Todos los Gobiernos ofrecieron ayuda a los indígenas, pero “todo queda en ofertas cuando obtienen los votos y nos olvidan”, lamenta Rubén, un indígena de Cotacachi, provincia de Imbabura, quien prefiere no dar su apellido porque los dirigentes pidieron a los comuneros no hablar con los medios.

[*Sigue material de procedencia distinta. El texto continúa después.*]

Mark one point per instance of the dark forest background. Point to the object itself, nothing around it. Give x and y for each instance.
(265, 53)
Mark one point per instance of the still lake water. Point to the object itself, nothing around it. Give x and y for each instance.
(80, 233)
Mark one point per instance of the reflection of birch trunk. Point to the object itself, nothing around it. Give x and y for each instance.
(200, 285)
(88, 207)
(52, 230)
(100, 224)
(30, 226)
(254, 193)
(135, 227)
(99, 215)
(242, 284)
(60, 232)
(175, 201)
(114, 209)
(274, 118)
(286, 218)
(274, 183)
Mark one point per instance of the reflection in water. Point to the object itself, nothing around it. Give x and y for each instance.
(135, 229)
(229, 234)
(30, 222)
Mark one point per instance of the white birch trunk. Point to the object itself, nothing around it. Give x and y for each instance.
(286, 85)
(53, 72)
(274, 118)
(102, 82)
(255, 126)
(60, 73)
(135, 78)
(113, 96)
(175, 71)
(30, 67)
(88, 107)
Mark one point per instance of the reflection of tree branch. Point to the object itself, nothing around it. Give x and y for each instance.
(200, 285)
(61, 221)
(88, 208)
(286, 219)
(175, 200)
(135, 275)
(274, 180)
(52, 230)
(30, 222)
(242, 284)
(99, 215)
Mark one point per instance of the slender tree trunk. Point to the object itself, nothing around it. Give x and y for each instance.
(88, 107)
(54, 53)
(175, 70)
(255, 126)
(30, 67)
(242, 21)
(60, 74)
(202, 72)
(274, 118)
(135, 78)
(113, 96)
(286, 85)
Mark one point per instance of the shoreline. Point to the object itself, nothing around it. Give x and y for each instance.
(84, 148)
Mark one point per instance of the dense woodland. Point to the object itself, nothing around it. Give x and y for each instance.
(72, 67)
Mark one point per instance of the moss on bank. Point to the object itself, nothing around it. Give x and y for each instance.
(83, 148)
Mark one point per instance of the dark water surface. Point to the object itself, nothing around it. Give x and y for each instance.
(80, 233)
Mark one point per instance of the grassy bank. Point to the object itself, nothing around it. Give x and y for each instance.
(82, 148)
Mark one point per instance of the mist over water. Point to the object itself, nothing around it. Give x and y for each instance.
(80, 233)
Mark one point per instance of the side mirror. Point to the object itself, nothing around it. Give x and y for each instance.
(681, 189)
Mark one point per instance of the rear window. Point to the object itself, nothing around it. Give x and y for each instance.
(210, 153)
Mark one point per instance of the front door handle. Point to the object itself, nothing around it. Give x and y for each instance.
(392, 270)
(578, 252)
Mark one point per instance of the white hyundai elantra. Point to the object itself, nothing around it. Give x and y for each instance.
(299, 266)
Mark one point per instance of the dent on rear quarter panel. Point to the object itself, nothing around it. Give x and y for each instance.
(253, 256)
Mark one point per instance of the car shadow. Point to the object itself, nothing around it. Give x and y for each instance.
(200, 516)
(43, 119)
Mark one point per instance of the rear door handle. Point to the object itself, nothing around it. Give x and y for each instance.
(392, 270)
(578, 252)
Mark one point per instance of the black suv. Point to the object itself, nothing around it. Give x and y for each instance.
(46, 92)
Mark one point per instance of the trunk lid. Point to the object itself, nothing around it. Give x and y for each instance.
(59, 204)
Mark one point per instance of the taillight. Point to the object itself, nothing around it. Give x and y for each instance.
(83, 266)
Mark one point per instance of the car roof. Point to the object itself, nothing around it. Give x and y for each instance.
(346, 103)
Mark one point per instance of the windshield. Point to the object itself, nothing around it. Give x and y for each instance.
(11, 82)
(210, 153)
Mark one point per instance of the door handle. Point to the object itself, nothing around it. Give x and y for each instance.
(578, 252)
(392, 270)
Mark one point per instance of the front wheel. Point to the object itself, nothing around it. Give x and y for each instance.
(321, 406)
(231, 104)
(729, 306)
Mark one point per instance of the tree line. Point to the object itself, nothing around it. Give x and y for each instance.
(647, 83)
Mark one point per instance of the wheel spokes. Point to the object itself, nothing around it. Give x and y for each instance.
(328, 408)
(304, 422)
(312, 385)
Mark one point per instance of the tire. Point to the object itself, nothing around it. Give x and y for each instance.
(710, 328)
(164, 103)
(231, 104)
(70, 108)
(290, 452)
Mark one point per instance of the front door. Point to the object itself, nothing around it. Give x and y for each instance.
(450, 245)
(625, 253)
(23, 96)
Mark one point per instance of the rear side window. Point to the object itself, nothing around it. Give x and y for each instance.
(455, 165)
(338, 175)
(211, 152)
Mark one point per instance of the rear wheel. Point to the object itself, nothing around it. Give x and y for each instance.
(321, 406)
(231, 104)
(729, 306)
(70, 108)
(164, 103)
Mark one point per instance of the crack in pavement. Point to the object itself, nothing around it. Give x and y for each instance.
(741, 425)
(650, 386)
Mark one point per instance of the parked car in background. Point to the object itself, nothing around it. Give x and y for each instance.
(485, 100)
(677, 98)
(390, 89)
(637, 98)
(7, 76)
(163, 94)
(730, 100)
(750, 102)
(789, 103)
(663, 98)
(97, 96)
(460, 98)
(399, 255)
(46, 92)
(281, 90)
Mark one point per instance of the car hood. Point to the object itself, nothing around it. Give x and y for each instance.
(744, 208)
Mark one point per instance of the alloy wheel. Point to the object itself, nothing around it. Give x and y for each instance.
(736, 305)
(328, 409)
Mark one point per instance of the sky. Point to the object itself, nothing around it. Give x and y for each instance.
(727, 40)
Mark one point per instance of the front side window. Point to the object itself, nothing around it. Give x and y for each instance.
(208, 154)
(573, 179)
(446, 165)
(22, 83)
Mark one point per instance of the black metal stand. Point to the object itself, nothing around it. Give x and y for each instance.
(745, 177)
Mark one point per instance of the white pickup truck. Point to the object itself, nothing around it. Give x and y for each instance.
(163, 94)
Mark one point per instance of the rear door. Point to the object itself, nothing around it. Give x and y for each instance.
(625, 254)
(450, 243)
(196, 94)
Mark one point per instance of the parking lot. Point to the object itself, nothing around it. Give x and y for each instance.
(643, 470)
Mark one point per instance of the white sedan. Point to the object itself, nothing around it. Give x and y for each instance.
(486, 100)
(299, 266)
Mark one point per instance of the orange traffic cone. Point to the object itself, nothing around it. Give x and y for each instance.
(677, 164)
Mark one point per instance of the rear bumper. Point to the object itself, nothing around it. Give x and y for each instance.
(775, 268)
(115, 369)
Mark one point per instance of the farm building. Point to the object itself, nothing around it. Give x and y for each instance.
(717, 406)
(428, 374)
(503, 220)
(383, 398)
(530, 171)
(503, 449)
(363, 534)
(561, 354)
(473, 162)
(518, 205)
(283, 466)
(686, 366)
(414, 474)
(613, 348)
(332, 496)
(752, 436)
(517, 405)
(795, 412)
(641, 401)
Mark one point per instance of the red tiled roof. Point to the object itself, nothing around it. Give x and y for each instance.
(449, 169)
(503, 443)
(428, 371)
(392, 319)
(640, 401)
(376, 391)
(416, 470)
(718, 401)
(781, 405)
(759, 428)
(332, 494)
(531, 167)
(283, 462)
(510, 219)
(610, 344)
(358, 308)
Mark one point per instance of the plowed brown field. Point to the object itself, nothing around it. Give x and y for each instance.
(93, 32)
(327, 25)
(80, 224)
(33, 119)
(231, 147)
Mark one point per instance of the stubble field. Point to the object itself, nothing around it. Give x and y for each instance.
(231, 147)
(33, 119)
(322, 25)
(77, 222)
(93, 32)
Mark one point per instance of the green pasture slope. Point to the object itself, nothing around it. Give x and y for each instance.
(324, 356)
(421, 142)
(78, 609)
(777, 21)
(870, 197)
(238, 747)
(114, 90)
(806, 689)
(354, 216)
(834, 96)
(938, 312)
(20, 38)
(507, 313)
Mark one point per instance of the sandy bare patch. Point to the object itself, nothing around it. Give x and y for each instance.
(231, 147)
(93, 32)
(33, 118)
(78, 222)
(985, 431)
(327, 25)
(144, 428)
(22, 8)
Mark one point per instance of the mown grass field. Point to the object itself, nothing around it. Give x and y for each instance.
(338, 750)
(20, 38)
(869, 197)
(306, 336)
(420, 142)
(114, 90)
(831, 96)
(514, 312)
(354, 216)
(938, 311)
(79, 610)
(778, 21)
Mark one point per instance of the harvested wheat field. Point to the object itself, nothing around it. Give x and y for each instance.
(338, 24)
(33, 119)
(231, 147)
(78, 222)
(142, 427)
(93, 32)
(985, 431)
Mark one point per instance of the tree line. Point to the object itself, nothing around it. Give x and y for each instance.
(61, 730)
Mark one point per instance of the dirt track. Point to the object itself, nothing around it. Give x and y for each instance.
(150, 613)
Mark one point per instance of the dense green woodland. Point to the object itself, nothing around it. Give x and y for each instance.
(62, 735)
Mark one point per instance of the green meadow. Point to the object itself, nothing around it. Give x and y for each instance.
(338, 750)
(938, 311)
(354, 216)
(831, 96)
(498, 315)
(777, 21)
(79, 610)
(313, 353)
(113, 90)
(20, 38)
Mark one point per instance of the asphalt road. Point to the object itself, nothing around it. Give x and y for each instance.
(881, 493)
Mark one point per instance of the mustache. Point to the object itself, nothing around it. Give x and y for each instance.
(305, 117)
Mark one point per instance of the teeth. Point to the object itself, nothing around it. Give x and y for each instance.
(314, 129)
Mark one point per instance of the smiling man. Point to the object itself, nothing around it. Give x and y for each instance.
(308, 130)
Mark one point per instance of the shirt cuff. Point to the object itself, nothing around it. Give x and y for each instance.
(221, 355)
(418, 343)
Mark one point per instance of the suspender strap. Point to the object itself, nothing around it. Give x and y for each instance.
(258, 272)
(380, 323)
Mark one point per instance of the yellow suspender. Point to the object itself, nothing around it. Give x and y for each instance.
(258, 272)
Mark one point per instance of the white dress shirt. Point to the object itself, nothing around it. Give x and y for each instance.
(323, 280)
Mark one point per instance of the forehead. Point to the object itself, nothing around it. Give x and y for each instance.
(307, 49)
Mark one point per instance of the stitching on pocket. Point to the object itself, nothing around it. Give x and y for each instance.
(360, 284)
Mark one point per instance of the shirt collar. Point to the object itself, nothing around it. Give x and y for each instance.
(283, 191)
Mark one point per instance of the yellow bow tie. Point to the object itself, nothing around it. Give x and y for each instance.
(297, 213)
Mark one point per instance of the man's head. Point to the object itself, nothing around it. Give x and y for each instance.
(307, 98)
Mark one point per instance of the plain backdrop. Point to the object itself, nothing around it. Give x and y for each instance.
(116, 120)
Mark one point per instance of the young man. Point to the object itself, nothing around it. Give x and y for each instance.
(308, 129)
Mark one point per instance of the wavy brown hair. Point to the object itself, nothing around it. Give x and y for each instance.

Acusan a la prensa de parcializarse en su contra.
 
El joven de 28 años recuerda que su protesta no es reciente. “Desde los años 70 la gente de Cotacachi se ha organizado para luchar contra el racismo y la exclusión, tras la muerte de uno de nuestros líderes, Rafael Perugahi, a manos de la policía, por eso sabemos que estamos expuestos a la represión cuando exigimos nuestros derechos”, dice Rubén.
 
En Cotacachi, la situación es diferente a la de Zumbahua. Allí, solo el 4,83 por ciento se identifica como indígena. Es un cantón productivo gracias al cuero y los textiles que se confeccionan y venden en el centro. Sin embargo, la parroquia “6 de Julio-Cuellaje”, de donde proviene Rubén, presenta un 83 por ciento de sus necesidades básicas insatisfechas, según el Plan de Desarrollo de la parroquia. “No es que protestamos solo por las medidas económicas de ahora, también peleamos por una exclusión y desigualdad histórica”, dice el joven.
 
Puede que algunos de los indígenas que llegaron a Quito no entienda de macroeconomía o ajustes fiscales, pero saben que su situación de pobreza es muy diferente a las de las ciudades, donde se toman las decisiones políticas. 
 
Ellos, los olvidados y excluidos. Ellos pusieron los muertos, durante la protesta más cruenta de la que se el país haya tenido memoria en los últimos tiempos.